Jin thought of the notification he'd seen during his awakening—the one about Level -999 and the unknown beyond. He thought of the inverse rules that governed his existence, the way every negative turned into a positive.

"Then at least I'll have shown others that it's possible to fight back. That defectives don't have to accept their labels. That anomalies can be powerful." He met Sung-joon's eyes. "That's worth dying for."

Sung-joon exhaled slowly. "You're either the bravest person I've ever met or the most insane."

"Probably both." Jin stood. "Now, about those safe houses. I'll need somewhere to operate from while I plan my next move."

"What is your next move?"

Jin glanced at the newspaper clippings on the wall, at the reports of E-Rank hunter gangs targeting vulnerable awakeners in the outer districts. Gang activity, the Association called it. Something they'd deal with eventually. Not important enough to prioritize.

The same gangs, according to the articles, linked to defective disappearances.

"Those hunter gangs," Jin said. "The ones in the Incheon area. What do you know about them?"

Sung-joon's expression darkened. "They're called the Crimson Wolf Pack. E-Rank hunters, mostly, with a few D-Ranks at the top. They operate in areas the Association considers low priority—industrial districts, abandoned zones, places where defectives tend to gather."

"And they're connected to the disappearances?"

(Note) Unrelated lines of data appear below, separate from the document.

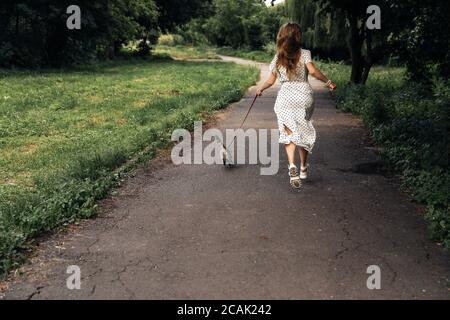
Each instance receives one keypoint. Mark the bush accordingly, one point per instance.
(411, 126)
(171, 40)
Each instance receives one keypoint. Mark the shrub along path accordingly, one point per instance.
(205, 232)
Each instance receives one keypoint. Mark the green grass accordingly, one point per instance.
(67, 135)
(260, 56)
(207, 52)
(187, 52)
(410, 123)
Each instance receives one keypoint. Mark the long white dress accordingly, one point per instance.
(295, 103)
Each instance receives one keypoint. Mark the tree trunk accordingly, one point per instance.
(369, 58)
(356, 42)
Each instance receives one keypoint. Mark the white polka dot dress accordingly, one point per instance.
(294, 102)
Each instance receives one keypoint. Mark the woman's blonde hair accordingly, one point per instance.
(289, 47)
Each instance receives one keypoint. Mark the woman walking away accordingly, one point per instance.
(295, 103)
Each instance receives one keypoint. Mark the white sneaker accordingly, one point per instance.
(294, 178)
(304, 172)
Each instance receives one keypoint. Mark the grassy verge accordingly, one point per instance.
(410, 124)
(66, 136)
(260, 56)
(206, 52)
(187, 52)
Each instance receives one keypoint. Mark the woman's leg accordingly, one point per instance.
(290, 149)
(303, 157)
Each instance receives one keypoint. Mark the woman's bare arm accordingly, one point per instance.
(266, 85)
(316, 73)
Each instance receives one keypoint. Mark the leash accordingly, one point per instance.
(243, 121)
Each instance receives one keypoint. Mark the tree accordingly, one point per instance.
(324, 32)
(238, 23)
(422, 44)
(34, 33)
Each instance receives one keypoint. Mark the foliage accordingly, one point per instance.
(174, 13)
(187, 52)
(411, 127)
(324, 32)
(422, 44)
(34, 33)
(66, 134)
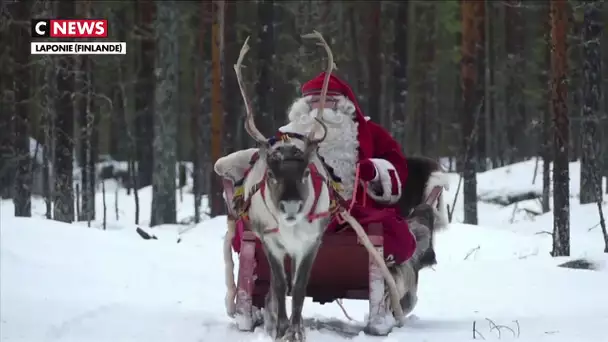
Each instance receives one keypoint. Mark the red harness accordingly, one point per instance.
(317, 183)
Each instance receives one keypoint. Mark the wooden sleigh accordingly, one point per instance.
(343, 268)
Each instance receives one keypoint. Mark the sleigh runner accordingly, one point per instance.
(309, 222)
(343, 269)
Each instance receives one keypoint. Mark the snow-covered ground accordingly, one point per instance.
(67, 282)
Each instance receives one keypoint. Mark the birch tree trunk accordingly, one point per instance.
(374, 63)
(471, 39)
(63, 202)
(591, 179)
(216, 199)
(144, 93)
(559, 108)
(21, 69)
(400, 64)
(165, 121)
(264, 86)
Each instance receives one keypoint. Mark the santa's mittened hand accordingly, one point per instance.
(367, 171)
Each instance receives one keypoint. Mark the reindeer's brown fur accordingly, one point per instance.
(419, 170)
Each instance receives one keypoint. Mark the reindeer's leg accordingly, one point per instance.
(378, 308)
(302, 267)
(275, 319)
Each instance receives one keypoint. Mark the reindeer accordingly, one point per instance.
(289, 209)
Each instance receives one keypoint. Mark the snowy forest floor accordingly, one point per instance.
(67, 282)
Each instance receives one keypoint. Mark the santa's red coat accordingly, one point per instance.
(375, 142)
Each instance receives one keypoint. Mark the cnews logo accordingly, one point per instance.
(69, 28)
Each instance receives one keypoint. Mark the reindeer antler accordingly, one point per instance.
(330, 66)
(250, 127)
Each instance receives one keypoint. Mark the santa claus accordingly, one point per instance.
(366, 161)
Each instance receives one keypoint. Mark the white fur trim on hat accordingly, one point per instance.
(388, 178)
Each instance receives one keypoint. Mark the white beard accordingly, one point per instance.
(340, 149)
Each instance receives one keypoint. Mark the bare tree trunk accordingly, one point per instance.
(21, 68)
(472, 34)
(216, 199)
(264, 86)
(165, 122)
(230, 53)
(591, 178)
(144, 94)
(63, 209)
(561, 191)
(517, 126)
(400, 64)
(547, 135)
(374, 64)
(87, 137)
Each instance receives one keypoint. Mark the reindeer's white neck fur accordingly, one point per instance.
(340, 148)
(293, 239)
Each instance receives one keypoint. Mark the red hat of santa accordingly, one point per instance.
(336, 87)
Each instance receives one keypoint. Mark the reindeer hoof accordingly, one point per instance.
(294, 334)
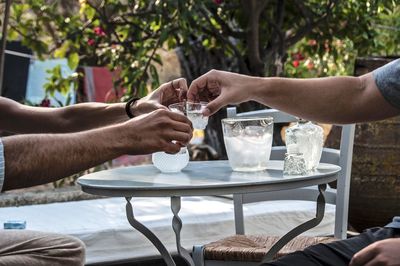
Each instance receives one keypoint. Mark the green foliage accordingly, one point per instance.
(254, 37)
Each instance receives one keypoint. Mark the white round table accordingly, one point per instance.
(203, 179)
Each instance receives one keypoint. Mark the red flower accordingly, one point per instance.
(312, 42)
(91, 42)
(45, 103)
(99, 31)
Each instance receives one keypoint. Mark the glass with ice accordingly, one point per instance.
(193, 111)
(248, 142)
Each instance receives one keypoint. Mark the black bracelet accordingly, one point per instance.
(128, 104)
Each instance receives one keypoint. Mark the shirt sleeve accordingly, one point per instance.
(387, 78)
(1, 165)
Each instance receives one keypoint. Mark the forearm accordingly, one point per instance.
(333, 99)
(18, 118)
(37, 159)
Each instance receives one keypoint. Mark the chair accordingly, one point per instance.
(251, 250)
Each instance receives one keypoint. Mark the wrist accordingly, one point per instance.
(258, 87)
(131, 107)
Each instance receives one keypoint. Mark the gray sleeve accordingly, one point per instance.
(387, 78)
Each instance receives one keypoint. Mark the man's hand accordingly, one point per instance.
(160, 130)
(383, 253)
(168, 93)
(220, 88)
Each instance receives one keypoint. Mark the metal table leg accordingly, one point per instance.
(148, 234)
(301, 228)
(177, 226)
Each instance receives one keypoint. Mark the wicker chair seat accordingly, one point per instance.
(255, 247)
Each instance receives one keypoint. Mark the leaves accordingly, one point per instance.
(126, 35)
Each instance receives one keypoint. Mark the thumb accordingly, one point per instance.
(214, 106)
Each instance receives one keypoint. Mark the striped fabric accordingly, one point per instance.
(1, 165)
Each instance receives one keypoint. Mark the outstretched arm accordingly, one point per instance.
(18, 118)
(42, 158)
(333, 99)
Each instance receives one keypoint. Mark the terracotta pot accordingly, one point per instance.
(375, 179)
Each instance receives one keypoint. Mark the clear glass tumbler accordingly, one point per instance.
(248, 142)
(193, 111)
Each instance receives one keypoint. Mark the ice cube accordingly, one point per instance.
(254, 131)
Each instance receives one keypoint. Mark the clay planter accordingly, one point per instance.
(375, 178)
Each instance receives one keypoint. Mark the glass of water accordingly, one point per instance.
(193, 111)
(248, 142)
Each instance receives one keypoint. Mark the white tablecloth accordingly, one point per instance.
(103, 226)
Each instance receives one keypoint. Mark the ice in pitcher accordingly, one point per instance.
(249, 150)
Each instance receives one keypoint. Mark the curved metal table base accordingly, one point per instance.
(301, 228)
(176, 225)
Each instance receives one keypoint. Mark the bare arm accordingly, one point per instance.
(41, 158)
(333, 100)
(18, 118)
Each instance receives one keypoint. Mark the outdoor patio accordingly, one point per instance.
(61, 53)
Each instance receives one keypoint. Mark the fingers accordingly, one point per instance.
(206, 87)
(180, 118)
(175, 136)
(172, 148)
(214, 106)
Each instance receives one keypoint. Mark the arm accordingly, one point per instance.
(18, 118)
(42, 158)
(333, 99)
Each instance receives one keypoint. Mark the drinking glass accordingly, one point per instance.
(193, 111)
(248, 142)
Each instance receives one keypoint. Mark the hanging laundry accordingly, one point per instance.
(38, 77)
(16, 67)
(99, 84)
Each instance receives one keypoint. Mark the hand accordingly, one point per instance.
(168, 93)
(384, 252)
(220, 88)
(155, 132)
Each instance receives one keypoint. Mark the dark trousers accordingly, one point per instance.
(337, 253)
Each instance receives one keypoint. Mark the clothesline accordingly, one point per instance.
(10, 52)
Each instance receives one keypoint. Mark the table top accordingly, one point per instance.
(204, 178)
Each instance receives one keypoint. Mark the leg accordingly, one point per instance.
(24, 247)
(338, 253)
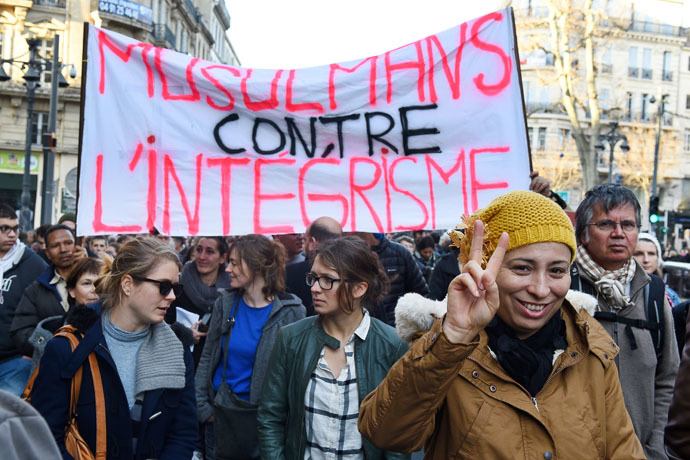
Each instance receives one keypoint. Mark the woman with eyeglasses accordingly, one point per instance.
(147, 374)
(250, 313)
(322, 367)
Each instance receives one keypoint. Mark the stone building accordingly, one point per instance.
(641, 55)
(194, 27)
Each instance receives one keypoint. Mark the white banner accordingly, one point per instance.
(409, 139)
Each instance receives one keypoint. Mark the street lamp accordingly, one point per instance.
(35, 66)
(612, 138)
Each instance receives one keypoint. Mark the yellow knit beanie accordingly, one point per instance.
(527, 217)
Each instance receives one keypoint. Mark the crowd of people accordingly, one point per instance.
(519, 334)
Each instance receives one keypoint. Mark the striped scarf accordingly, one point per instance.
(609, 284)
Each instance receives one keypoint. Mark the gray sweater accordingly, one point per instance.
(287, 308)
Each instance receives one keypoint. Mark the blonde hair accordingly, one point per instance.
(136, 257)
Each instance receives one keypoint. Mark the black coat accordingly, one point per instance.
(404, 274)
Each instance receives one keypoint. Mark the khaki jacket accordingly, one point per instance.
(457, 402)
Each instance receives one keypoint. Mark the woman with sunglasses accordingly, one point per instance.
(322, 367)
(251, 313)
(146, 371)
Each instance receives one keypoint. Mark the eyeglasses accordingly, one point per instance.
(164, 286)
(325, 282)
(628, 226)
(6, 229)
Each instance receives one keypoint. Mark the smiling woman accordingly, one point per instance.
(146, 371)
(509, 352)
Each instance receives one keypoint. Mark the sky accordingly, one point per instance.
(289, 34)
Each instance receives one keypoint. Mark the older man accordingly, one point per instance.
(606, 225)
(47, 296)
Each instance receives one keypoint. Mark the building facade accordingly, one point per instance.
(194, 27)
(641, 57)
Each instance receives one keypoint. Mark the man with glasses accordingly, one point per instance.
(19, 267)
(606, 226)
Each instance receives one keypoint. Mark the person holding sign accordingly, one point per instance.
(322, 367)
(242, 330)
(512, 369)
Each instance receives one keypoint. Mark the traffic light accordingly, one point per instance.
(654, 209)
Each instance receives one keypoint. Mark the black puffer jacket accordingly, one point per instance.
(404, 274)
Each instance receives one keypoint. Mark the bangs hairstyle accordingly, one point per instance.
(87, 265)
(136, 257)
(264, 258)
(354, 262)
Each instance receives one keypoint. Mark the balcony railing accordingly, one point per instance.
(53, 3)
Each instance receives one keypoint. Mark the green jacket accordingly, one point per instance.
(282, 434)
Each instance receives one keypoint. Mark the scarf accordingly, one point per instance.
(203, 296)
(9, 260)
(609, 284)
(529, 362)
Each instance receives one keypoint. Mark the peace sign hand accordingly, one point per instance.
(473, 295)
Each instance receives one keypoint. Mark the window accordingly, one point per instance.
(39, 125)
(647, 63)
(542, 139)
(633, 70)
(666, 73)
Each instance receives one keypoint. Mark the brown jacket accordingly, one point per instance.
(678, 428)
(457, 402)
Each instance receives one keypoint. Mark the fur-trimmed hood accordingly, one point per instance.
(415, 313)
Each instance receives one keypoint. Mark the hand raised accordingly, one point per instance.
(473, 295)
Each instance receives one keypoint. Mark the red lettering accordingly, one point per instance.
(452, 78)
(259, 197)
(360, 189)
(418, 64)
(169, 171)
(445, 176)
(266, 104)
(98, 225)
(231, 101)
(319, 196)
(225, 174)
(491, 90)
(402, 228)
(151, 198)
(475, 185)
(194, 96)
(292, 107)
(372, 81)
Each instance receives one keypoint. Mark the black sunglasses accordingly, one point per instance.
(164, 286)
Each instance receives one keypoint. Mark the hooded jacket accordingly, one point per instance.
(458, 402)
(646, 382)
(287, 308)
(40, 301)
(14, 282)
(165, 374)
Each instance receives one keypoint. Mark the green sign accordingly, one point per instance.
(11, 161)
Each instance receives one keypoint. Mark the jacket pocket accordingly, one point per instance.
(469, 446)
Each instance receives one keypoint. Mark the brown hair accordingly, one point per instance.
(136, 257)
(264, 257)
(354, 262)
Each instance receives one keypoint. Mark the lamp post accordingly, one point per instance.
(612, 138)
(34, 68)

"We think so. We've lost seven people in their territory in the last month alone. No bodies, no evidence, no official investigation."

Seven people. Gone, presumably dead, and no one cared because they were just defectives.

"Then that's my next target," Jin said. "The Crimson Wolf Pack. I'm going to find out what happened to those seven people, and I'm going to make sure no one else disappears."

"You're going to take on a hunter gang? Alone?"

"I'm going to take on a hunter gang publicly." Jin's smile didn't reach his eyes. "The whole world is going to see what happens when you hunt the Forgotten."

Sung-joon stared at him for a long moment. Then he reached for a drawer in his desk and pulled out a folder.

"Everything we know about the Crimson Wolf Pack. Locations, members, known associates. We've been gathering intelligence for months, hoping to find a way to stop them." He handed the folder to Jin. "Be careful. Their leader is Level 89—E-Rank cap. He's not as strong as that A-Rank mage you fought, but he's vicious. Rumors say he's connected to someone in the Association itself."

Jin took the folder and began flipping through it. Names, faces, addresses. A structure of cruelty that preyed on the most vulnerable awakeners.

"Then I'll find out who he's connected to," Jin said. "And I'll add them to the list."

He left the factory as night fell, moving through shadows that curved around his form. The Crimson Wolf Pack's main territory was twenty kilometers away, in the industrial wasteland of outer Incheon.

**[SYSTEM NOTIFICATION]**

**[NEW QUEST DETECTED]**

**[QUEST: HUNTER'S JUDGMENT]**

**[OBJECTIVE: ELIMINATE CRIMSON WOLF PACK]**

**[REWARD: ???]**

**[FAILURE: DEATH OF FORGOTTEN]**

**[NOTE: THIS QUEST WAS NOT ASSIGNED BY THE SYSTEM]**

**[NOTE: IT WAS CREATED BY THE ANOMALY]**

Jin read the notification and felt something new in his inverse existence—the ability to create his own objectives, to define his own missions, to operate outside the System's predetermined parameters.

Another broken rule. Another step toward whatever waited at the bottom.